For 2026, the dividend yield is a mighty 10.9%, reflecting analyst expectations of further dividend growth. The yield marches to 11.1% for next year, too.
The thing is, are Greencoat shares likely to keep sliding? And does the possibility of more gigantic dividends make it a top stock to consider anyway?
What’s been happening?
There are critical questions to ask. The benefit of a sky-high dividend payment can be offset (if not totally eliminated by) a sinking share price that decimates total returns.
Greencoat’s price performance since late 2022 reflects a much tougher time for renewable energy stocks more broadly. Why? A backdrop of higher-than-normal interest rates has put pressure on net asset values, reducing the worth of its energy portfolio. Bank of England (BoE) rate hikes have increased the cost of Greencoat’s borrowing, hitting earnings and potentially derailing its expansion plans.
That’s not all. More recently, the firm’s been hit by changes to renewables obligation certificates (ROCs), which link revenues to inflation. The problem is these are now based on CPI rather than RPI, which tends to be lower.

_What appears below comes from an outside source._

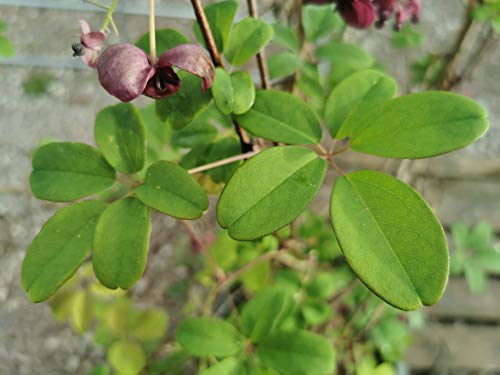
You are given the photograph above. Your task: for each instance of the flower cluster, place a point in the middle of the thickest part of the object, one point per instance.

Will these problems continue? It’s possible. Rising inflationary pressures mean fresh BoE rate rises could be around the corner. And given the highly regulated nature of the energy market, policy changes like amendments to ROCs are an ever-present danger.
So what now?
Does this make Greencoat a dividend stock to avoid, then? I suppose it depends on the timescale over which an investor plans to hold its shares. In the coming months, its share price could remain over pressure. But I’m expecting it to recovery strongly over the long term, making it worth consideration from patient investors.

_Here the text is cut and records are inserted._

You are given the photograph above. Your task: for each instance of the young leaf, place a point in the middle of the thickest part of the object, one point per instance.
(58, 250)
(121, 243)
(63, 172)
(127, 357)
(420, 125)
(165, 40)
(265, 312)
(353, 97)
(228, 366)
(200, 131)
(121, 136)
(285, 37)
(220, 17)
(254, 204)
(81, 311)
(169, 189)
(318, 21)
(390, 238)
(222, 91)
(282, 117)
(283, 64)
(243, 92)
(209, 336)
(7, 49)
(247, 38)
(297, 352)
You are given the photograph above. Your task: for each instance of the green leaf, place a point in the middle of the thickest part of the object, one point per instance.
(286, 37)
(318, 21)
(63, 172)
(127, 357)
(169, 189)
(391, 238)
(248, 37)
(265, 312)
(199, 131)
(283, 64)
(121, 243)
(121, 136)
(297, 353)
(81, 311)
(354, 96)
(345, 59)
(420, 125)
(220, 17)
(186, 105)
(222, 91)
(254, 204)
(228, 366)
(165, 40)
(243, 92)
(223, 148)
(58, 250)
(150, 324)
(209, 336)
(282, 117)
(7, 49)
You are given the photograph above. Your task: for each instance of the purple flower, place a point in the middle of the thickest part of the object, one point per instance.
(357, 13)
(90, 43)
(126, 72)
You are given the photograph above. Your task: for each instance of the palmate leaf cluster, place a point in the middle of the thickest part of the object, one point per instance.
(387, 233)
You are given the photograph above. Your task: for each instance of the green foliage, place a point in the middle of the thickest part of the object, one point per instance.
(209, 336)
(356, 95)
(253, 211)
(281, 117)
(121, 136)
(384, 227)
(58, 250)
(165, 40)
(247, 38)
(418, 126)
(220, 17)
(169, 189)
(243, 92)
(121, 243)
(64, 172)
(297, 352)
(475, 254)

Make no mistake: renewable energy has considerable investment potential as the world switches from fossil fuels. It’s not just environmental concerns that are sparking this sea change. Geopolitical considerations are also driving this trend, as the Iran war and its impact on oil prices demonstrates perfectly. Accordingly, demand for cleaner energy should continue rising exponentially.

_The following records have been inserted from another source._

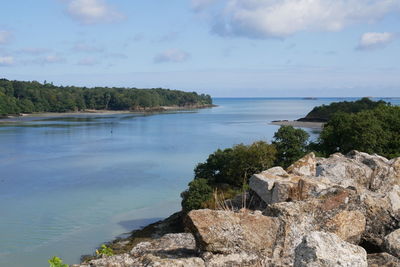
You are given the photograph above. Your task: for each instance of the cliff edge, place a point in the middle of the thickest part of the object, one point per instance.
(338, 211)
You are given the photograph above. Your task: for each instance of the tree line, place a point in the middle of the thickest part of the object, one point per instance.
(371, 128)
(28, 97)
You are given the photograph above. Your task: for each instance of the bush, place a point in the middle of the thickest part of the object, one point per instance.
(199, 192)
(291, 145)
(371, 131)
(56, 262)
(234, 166)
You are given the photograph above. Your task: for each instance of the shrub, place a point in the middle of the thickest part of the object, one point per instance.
(56, 262)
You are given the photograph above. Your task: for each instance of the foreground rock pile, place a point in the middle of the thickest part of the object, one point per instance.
(336, 211)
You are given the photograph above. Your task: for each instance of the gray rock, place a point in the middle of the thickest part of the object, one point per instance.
(226, 232)
(392, 243)
(319, 249)
(382, 260)
(275, 185)
(305, 166)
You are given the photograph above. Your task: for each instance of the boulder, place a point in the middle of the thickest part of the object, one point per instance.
(359, 169)
(344, 171)
(330, 213)
(168, 251)
(382, 260)
(227, 232)
(319, 249)
(305, 166)
(275, 185)
(392, 243)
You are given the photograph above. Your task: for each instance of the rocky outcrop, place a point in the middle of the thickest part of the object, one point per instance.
(392, 243)
(382, 260)
(226, 232)
(323, 249)
(319, 212)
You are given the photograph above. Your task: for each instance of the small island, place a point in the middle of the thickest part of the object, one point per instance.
(20, 97)
(320, 115)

I also like Greencoat because of its focus on UK assets. This is one of the most favourable places to produce green energy anywhere in the world thanks to supportive government policy. With defensive day-to-day operations and great growth possibilities, I expect it to remain a top stock for reliable dividend growth.
Greencoat UK shares don’t just offer those double-digit dividend yields. They trade on a rock-bottom price-to-earnings (P/E) ratio of 7.7 times, and at a 26% discount to their NAV per share. With this sort of value, I think dividend investors should keep this stock in mind.